On January 7, 2021, Devon and WPX completed an all-stock merger of equals. WPX was an oil and gas exploration and production company with assets in the Delaware Basin in Texas and New Mexico and the Williston Basin in North Dakota. This merger enhanced the scale of our operations, built a leading position in the Delaware Basin and accelerated our cash-return business model that prioritizes free cash flow generation and the return of capital to shareholders. In accordance with the Merger Agreement, WPX shareholders received a fixed exchange of 0.5165 shares of Devon common stock for each share of WPX common stock owned. The combined company continues to operate under the name Devon. Our principal and administrative offices are located at 333 West Sheridan, Oklahoma City, OK 73102-5015 (telephone 405-235-3611).

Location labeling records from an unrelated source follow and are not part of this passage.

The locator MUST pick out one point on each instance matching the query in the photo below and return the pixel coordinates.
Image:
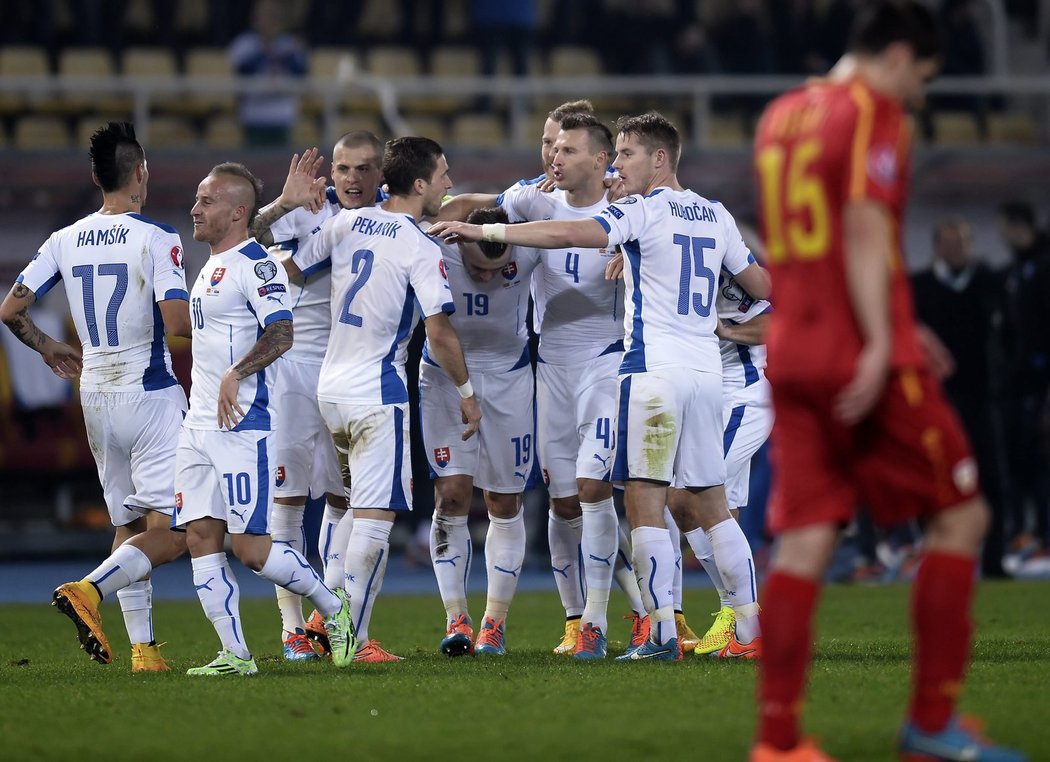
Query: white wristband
(495, 231)
(465, 389)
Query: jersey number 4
(360, 265)
(86, 274)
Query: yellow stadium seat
(41, 133)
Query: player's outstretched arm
(175, 314)
(276, 339)
(548, 234)
(445, 347)
(302, 188)
(867, 237)
(751, 333)
(63, 359)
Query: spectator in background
(267, 49)
(962, 301)
(1028, 329)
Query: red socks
(786, 625)
(942, 630)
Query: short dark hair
(488, 215)
(583, 106)
(653, 130)
(356, 139)
(407, 160)
(597, 133)
(880, 24)
(1017, 212)
(238, 170)
(114, 153)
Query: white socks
(504, 554)
(737, 568)
(624, 573)
(124, 566)
(137, 605)
(335, 555)
(675, 533)
(286, 528)
(697, 540)
(288, 568)
(565, 536)
(221, 598)
(450, 553)
(654, 566)
(365, 566)
(601, 541)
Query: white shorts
(576, 414)
(373, 443)
(669, 428)
(500, 456)
(307, 461)
(226, 475)
(748, 420)
(132, 436)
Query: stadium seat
(427, 126)
(20, 61)
(478, 130)
(41, 133)
(956, 128)
(223, 132)
(1012, 128)
(393, 61)
(93, 62)
(207, 64)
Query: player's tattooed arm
(276, 339)
(63, 359)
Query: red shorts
(908, 459)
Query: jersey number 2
(360, 265)
(86, 274)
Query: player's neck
(122, 202)
(588, 194)
(404, 205)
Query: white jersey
(385, 271)
(489, 317)
(578, 313)
(309, 300)
(237, 294)
(742, 364)
(675, 244)
(116, 269)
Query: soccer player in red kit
(859, 416)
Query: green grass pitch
(55, 703)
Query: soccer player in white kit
(675, 244)
(489, 284)
(580, 317)
(224, 467)
(385, 272)
(307, 460)
(123, 276)
(747, 420)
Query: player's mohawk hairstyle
(114, 153)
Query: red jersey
(818, 148)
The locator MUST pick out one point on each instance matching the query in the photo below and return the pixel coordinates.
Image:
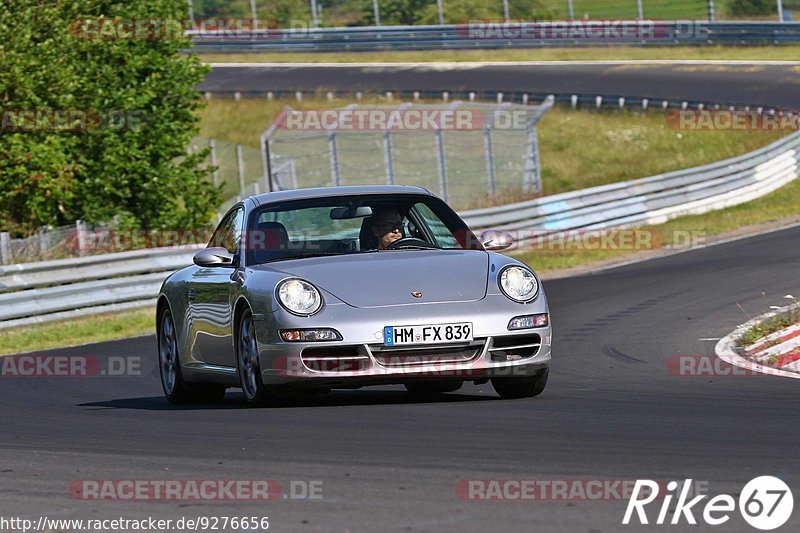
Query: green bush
(746, 8)
(139, 174)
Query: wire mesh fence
(327, 13)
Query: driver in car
(387, 226)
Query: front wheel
(432, 387)
(511, 388)
(176, 390)
(248, 362)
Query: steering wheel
(410, 242)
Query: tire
(433, 387)
(512, 388)
(176, 390)
(247, 362)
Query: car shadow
(337, 398)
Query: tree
(134, 169)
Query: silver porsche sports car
(344, 287)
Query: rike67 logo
(765, 503)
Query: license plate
(427, 334)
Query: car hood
(382, 279)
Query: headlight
(518, 283)
(299, 297)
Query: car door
(211, 294)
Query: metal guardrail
(512, 34)
(65, 288)
(132, 279)
(654, 199)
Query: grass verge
(76, 331)
(771, 325)
(606, 53)
(578, 149)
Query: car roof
(346, 190)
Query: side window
(229, 232)
(442, 236)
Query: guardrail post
(80, 228)
(212, 144)
(254, 13)
(240, 168)
(333, 155)
(314, 14)
(388, 157)
(377, 12)
(489, 149)
(532, 174)
(441, 163)
(5, 248)
(44, 241)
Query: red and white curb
(782, 347)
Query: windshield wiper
(300, 256)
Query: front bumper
(360, 359)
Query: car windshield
(354, 224)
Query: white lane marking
(454, 65)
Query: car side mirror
(497, 240)
(212, 257)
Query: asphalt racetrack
(615, 409)
(725, 83)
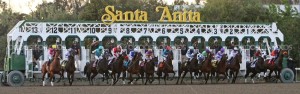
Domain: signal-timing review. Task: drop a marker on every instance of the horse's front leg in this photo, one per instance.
(179, 76)
(43, 78)
(166, 74)
(51, 78)
(124, 76)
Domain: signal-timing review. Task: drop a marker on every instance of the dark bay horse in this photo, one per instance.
(259, 67)
(69, 67)
(118, 68)
(206, 67)
(166, 67)
(149, 70)
(234, 66)
(276, 67)
(190, 66)
(101, 67)
(134, 67)
(54, 68)
(221, 67)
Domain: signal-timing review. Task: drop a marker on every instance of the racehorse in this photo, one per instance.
(118, 68)
(275, 66)
(221, 67)
(134, 67)
(148, 68)
(102, 66)
(259, 67)
(166, 67)
(234, 66)
(69, 67)
(206, 67)
(190, 66)
(54, 68)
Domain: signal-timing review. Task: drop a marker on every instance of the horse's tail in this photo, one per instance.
(85, 69)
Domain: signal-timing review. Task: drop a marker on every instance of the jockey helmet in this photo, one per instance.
(275, 48)
(222, 50)
(100, 47)
(70, 49)
(168, 48)
(207, 50)
(191, 51)
(126, 57)
(119, 47)
(136, 50)
(235, 48)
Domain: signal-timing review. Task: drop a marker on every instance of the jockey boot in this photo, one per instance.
(95, 63)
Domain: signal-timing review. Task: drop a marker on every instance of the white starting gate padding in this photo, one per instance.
(28, 70)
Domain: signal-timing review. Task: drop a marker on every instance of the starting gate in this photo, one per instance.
(18, 62)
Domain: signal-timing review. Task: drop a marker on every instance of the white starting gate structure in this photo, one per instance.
(17, 37)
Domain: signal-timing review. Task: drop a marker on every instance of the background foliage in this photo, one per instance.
(288, 21)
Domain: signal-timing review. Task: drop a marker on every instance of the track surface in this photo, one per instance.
(82, 87)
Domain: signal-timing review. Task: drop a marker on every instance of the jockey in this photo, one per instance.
(116, 51)
(203, 55)
(132, 53)
(233, 53)
(68, 53)
(257, 55)
(166, 51)
(220, 54)
(274, 55)
(50, 54)
(98, 54)
(190, 53)
(149, 55)
(126, 61)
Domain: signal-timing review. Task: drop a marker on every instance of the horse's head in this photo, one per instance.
(57, 53)
(170, 56)
(224, 57)
(106, 54)
(239, 57)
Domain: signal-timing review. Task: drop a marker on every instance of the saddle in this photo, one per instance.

Devon files or furnishes annual reports on Form 10-K, quarterly reports on Form 10-Q and current reports on Form 8-K, as well as any amendments to these reports, with the SEC. Through our website, www.devonenergy.com, we make available electronic copies of the documents we file or furnish to the SEC, the charters of the committees of our Board of Directors and other documents related to our corporate governance. The corporate governance documents available on our website include our Code of Ethics for Chief Executive Officer, Chief Financial Officer and Chief Accounting Officer, and any amendments to and waivers from any provision of that Code will also be posted on our website. Access to these electronic filings is available free of charge as soon as reasonably practicable after filing or furnishing them to the SEC. Printed copies of our committee charters or other governance documents and filings can be requested by writing to our corporate secretary at the address on the cover of this report. Reports filed with the SEC are also made available on its website at www.sec.gov.
Our Strategy
Our business strategy is focused on delivering a consistently competitive shareholder return among our peer group. Because the business of exploring for, developing and producing oil and natural gas is capital intensive, delivering sustainable, capital efficient cash flow growth is a key tenet to our success. While our cash flow is highly dependent on volatile and uncertain commodity prices, we pursue our strategy throughout all commodity price cycles with four fundamental principles.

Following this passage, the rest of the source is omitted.